Clearly, I chose Rituxim. Very much against Dr. D’s advice; and also against my rheumatologist’s advice. Dr. D was concerned I was taking too much of a risk by choosing an extremely powerful treatment. My rheumatologist was concerned I was taking the risks simply because I wanted to go backpacking, rather than because there was no other choice for treatment. I couldn’t turn away from the chance to be symptom-free.
My first infusion was August 5, 2015. I did have an allergic reaction during the infusion, but it was treated with IV steroids and antihistamines. Restarting the infusion at a slower rate, I was able to complete the entire first infusion.
The final infusion was scheduled for August 19, 2015. I didn’t make it through this one. Actually, I never even started it.
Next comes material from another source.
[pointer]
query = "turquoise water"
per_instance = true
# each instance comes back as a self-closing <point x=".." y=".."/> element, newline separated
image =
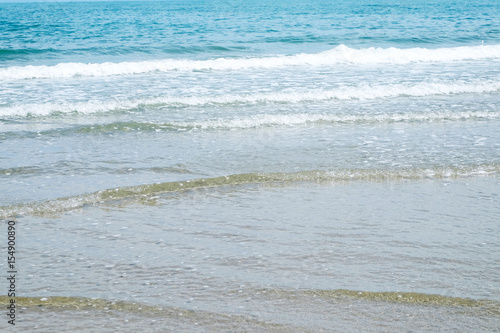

I had convulsive episode after the IV was placed (neurologist opinion after day in the ER, CAT scan, MRI and EEG: due to sustained high levels of stress and sleeplessness (I was a children’s division worker (social worker) before this hike 🙂 ) combined with a panic attack I was unable to get under control after the IV went in.)
(P.S. If you put IV’s in for a living, please don’t say ‘oops’, ‘geez’ or ‘well I don’t know if that’s in or not, but we’ll see soon enough’. Just pick something else to talk about.) (Not that it’s that gal’s fault; I was the one who got scared and was unable to control my own reaction…but she didn’t help with those comments).
So, eleven days before I was set to leave the country, with half a very powerful treatment inside me, I was told I needed complete clearance from a neurologist (have you ever tried to schedule an appointment with a neurologist?) and then clearance from my rheumatologist before I could reschedule an 8-hour infusion at a crowed infusion center.
I will refrain from sharing how terrible that process was because it does not leave Barnes Jewish Hospital in a very nice light; but after some of the most stressful days of my life and some of the hardest work I’ve ever done, I failed. The last possible day, my rheumatologist said no. She was unwilling to give me the second infusion because the risk was just too high. (The neurologist said I was totally fine, for the record.)
I guess I could have been more upset, but it was so far beyond my control all I could do was cry with the relief of having resolved this extreme marathon of stress and to mourn the loss of something I so greatly wanted. My rheumatologist did what she felt she had to do–and I made her listen to me cry about her decision. In the end it was simply over, and that was good enough.
At this point I have no idea if I’ll make it through the hike or not. I have one infusion in my system. My rheumatologist gave me a higher dose of methotrexate (Thank you, Walgreens, for being awesome at your jobs and getting me what I need exactly when I need it), a couple rounds of back-up prednisone and a bucket full of prayers and hopes.
That’s all I can do in terms of medication. Now it is up to me to walk.
Honestly, I accept the loss of the second infusion. It was a big risk. I’m confident that what was meant to be has come to pass. Who am I to wish the past was something different, as if I would know what is best for the future?